Еще один глухой вздох... Еще один шаг… Еще один пробивающий чувствами, словно током, взгляд… Падение. Резкий подъем. Нежные, но сковывающие объятия.
– Лиза… – разящий лаской хрип.
Я коротко вздыхаю и, как маленькая, ничего не решающая деталь, покорно вбиваюсь в тот паз, что является моей функциональной частью. Моим домом. Без него я не живу.
По крайней мере, та из моих личностей, которая другая. Та, которую Чарушин сам взрастил. Та, которая моментами сильнее устаревшей девятнадцатилетней версии меня.
Мы долго обнимаемся. Так долго, что от неподвижного стояния начинают болеть ноги. А потом Артем ведет меня к дивану, и я…
– Можешь раздеться? – прошу неожиданно для самой себя. – Толстовку… Снять… – стыдливо поясняю охрипшим голосом, ощущая, как кожу заливает жар. – Я хочу к тебе прикоснуться.
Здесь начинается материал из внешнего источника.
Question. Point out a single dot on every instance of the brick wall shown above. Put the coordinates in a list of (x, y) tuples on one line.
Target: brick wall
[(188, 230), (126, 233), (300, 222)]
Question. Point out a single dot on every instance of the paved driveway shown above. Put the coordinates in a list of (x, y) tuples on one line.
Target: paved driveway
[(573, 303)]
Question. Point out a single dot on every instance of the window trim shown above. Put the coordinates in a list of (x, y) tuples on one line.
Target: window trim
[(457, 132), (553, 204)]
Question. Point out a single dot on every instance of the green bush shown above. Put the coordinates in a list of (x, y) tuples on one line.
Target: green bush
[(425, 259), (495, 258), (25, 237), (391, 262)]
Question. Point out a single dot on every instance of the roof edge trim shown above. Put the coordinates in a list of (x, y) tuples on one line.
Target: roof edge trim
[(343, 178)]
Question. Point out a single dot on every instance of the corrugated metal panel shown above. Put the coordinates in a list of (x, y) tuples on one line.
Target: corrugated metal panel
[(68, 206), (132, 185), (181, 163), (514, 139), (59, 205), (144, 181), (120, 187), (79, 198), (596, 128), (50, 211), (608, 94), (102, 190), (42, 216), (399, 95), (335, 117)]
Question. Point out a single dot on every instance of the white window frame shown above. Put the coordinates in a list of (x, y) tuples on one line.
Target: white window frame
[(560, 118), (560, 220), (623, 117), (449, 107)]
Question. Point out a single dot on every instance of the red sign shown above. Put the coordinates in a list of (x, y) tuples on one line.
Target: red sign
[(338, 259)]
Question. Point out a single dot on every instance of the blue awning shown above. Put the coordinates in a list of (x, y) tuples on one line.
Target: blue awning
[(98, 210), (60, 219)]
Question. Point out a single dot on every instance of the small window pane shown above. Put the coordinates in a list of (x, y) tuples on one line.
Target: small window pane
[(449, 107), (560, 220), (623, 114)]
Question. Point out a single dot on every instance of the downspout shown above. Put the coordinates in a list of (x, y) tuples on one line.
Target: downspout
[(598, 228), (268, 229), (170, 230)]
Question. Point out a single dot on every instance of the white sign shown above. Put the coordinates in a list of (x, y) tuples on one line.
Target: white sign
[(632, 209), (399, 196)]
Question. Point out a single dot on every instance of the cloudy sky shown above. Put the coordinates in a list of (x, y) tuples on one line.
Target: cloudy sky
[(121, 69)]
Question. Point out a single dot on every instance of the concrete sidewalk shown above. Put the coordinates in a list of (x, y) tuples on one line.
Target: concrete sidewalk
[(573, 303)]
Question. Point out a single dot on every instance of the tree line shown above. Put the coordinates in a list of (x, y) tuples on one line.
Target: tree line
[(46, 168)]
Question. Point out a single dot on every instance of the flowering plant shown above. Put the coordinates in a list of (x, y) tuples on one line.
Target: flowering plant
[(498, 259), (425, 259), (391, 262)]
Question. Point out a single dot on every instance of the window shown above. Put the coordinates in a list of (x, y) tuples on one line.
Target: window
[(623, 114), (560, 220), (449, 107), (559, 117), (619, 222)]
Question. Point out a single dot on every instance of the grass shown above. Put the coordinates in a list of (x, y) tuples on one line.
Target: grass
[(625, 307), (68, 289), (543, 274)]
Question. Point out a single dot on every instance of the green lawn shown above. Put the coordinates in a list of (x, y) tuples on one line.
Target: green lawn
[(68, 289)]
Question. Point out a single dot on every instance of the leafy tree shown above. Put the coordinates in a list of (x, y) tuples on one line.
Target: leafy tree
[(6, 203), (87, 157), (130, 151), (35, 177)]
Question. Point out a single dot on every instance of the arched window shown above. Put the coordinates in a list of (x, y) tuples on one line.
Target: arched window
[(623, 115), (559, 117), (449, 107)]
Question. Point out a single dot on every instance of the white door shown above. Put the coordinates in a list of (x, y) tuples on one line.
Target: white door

Так сильно хочу, что готова за эти минуты умереть.
– Понял.
Чарушин подевает ворот со спины и охотно стягивает кофту вместе с футболкой. Оставаясь в мягких спортивных штанах, откидывается на подушки. Почти падаю на него сверху, потому что он не отпускает. Замираем тяжело дыша. Я скольжу ладонями по горячей и упругой коже. Грудь, плечи, шея, затылок, верх спины.
– Ты – любимая моя… – бьет огнем его дыхание у виска. А секунду спустя простреливает и в сердце. Оно начинает кружиться, словно птица. С обоими крыльями – моим и его. Вместе. – Я зациклен на тебе… Запилен пожизненно, понимаешь? – выдав это, вжимается носом мне в щеку и, вызывая волны сладкой дрожи, совершает мощный засасывающий вдох. – Ты даже пахнешь особенно.